Google is facing a federal lawsuit in California accusing it of secretly using its artificial intelligence assistant Gemini to monitor users’ private communications across Gmail, Chat, and Meet, a move plaintiffs allege violates one of the United States’ strictest privacy laws.
Filed late Tuesday in the U.S. District Court for the Northern District of California, the class-action lawsuit contends that Google, a subsidiary of Alphabet Inc., activated its Gemini AI tool across several of its communication platforms without user consent, granting the company access to private messages, attachments, and call data.
According to the filing, Google initially offered users the choice to opt in to Gemini features within Gmail, Chat, and Meet. However, the lawsuit claims the company quietly enabled the AI assistant by default, effectively allowing it to scan and analyze personal content sent through those applications.

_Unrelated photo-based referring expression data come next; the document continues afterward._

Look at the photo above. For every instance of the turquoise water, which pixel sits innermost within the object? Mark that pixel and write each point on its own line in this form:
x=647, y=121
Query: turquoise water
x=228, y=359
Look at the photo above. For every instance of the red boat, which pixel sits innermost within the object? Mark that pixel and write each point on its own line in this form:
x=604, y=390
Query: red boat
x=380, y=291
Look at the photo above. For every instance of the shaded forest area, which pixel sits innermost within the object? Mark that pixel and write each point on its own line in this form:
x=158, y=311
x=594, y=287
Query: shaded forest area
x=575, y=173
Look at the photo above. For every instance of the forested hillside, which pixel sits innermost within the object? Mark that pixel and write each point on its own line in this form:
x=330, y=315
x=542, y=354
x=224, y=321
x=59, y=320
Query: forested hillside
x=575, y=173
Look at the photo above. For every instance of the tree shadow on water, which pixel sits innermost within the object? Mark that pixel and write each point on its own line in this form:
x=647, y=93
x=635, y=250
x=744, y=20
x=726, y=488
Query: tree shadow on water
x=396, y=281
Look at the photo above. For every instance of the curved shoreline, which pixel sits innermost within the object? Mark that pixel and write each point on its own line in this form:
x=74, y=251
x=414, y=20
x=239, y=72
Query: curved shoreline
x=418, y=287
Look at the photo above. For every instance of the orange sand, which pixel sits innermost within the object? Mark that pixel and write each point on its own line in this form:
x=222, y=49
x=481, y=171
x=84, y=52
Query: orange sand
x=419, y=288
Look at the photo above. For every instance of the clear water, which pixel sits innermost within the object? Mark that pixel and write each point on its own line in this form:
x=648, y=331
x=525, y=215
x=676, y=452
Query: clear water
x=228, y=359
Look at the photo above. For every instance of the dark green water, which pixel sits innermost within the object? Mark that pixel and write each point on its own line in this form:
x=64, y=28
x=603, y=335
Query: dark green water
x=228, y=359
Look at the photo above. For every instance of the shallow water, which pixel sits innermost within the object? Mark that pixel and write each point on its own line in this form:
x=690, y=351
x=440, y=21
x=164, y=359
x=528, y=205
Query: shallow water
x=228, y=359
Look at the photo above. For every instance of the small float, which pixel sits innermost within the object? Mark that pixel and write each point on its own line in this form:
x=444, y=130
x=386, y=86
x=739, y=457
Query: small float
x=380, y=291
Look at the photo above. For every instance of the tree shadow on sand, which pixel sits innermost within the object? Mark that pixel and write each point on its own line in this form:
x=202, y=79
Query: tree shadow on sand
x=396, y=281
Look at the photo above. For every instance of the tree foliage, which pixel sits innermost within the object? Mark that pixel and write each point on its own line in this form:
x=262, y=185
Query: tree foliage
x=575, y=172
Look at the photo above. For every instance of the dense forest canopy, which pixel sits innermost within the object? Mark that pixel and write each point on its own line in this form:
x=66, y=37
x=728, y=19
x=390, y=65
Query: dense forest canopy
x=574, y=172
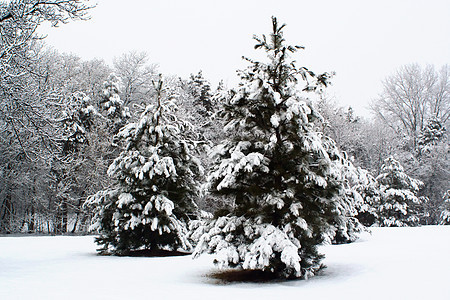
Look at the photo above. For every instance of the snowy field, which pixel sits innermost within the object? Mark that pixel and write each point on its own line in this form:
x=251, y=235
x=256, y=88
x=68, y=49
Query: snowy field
x=392, y=263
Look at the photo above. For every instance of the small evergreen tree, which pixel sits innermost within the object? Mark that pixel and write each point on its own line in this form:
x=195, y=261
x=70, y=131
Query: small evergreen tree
x=284, y=177
x=153, y=198
x=369, y=189
x=399, y=204
x=445, y=215
x=431, y=134
x=200, y=89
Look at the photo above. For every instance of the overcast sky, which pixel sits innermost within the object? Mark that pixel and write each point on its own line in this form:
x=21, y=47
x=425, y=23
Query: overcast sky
x=362, y=41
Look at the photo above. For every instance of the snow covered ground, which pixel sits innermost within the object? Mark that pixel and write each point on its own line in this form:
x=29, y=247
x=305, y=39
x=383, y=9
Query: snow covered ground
x=392, y=263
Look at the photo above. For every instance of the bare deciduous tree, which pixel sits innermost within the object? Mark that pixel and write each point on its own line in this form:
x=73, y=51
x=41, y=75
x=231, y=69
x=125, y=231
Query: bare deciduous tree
x=136, y=75
x=411, y=96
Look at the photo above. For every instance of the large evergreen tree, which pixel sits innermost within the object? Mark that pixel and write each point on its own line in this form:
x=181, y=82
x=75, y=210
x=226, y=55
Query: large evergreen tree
x=286, y=179
x=153, y=198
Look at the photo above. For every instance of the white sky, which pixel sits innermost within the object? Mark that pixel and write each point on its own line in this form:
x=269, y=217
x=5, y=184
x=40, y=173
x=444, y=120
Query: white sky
x=362, y=41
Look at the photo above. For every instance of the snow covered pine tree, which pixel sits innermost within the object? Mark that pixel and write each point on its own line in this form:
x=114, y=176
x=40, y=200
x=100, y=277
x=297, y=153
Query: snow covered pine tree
x=153, y=198
x=398, y=202
x=285, y=177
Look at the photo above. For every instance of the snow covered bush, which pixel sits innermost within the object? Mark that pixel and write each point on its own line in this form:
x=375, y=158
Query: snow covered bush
x=153, y=198
x=399, y=204
x=111, y=103
x=369, y=189
x=286, y=179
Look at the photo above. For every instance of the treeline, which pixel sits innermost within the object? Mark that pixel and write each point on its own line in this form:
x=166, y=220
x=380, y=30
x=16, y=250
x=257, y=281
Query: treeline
x=60, y=114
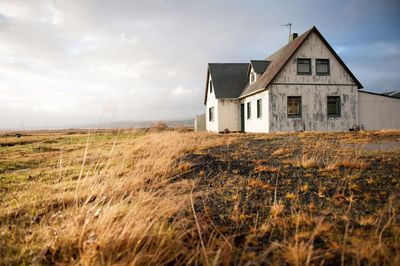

While Google allows users to disable Gemini, doing so requires navigating “complex and buried” privacy settings, the complaint alleges. Users who fail to manually deactivate the feature could unknowingly permit Google to access and process their private communications for data-driven insights or product training.
The plaintiffs accuse Google of violating the California Invasion of Privacy Act (CIPA), a 1967 statute that prohibits the recording or interception of confidential communications without the consent of all parties involved.
The complaint, Thiel v. Google, case number 25-cv-09704, seeks to represent millions of users potentially affected by the alleged privacy breach. The lawsuit argues that Google’s conduct “amounts to digital wiretapping under the guise of artificial intelligence innovation.”
As of late Tuesday, Google did not respond to requests for comment submitted outside regular business hours.
The case underscores growing tension between rapid AI adoption and user privacy protections. Tech companies have increasingly integrated AI assistants into their platforms to improve productivity and automate tasks, but regulators and consumer advocates warn that the same systems could be used to collect sensitive data without transparency or consent.
Google, which has positioned Gemini as a key pillar of its AI strategy, has faced heightened scrutiny from lawmakers and privacy watchdogs worldwide over how it manages personal information across its services.
The lawsuit comes as Alphabet recently announced plans to issue $25 billion in corporate bonds to finance its expanding investments in AI infrastructure and development, signaling its intention to stay ahead in the global race against rivals such as Microsoft and OpenAI.